Eight wins out of eight and gold for Italy

In the Water Polo tournament, Italy entered for the first time but not as novices. Much had changed in the sport since the 1936 Games, where Hungary and Germany had been the dominant nations. This time, there was no German involvement and Hungary's star had waned. At the previous year's European Championships, Italy had won ahead of Sweden and Belgium, with Hungary not picking up a medal.

The Hungarians were keen to make amends and reassert themselves; the Italians similarly focused on continuing their run of success. It was clear that the key contest would be between these two countries but the decisive match took place not, as one might have expected, at the end, but in the second round.

The rules of the tournament, which was based on a series of mini-leagues, said countries would only play each other once. If they were drawn to play a second match, the previous score would just be carried forward – so this early game between the two favourites was clearly going to be vital.

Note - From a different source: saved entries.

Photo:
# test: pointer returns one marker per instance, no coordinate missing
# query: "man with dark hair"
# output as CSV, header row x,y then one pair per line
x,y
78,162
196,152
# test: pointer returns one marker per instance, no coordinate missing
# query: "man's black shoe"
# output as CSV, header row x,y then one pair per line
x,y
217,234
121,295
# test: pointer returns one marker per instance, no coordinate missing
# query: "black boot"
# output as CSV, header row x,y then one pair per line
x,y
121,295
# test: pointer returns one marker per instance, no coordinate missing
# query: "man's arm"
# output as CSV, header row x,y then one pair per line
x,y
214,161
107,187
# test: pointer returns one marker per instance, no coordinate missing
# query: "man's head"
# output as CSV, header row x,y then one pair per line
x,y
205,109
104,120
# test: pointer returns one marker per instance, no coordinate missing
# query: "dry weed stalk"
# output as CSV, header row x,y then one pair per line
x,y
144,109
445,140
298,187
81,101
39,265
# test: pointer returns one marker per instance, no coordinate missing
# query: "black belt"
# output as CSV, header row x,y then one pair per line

It was, predictably, close. Both sides threw everything into the match, although reports suggest that in a tournament marked by rough play and fraying tempers, this was one of the calmer encounters. Italy led 4-3 at the very end when Hungary was awarded a penalty throw. Just as the Hungarian player prepared to throw, the ball slipped from his grasp and tumbled into the water. The chance was lost, and Hungary had lost.

Italy won all eight of their matches, culminating in victories over Belgium and then the Netherlands in the final group. Hungary left for home with silver – determined to plot their return to the top four years later.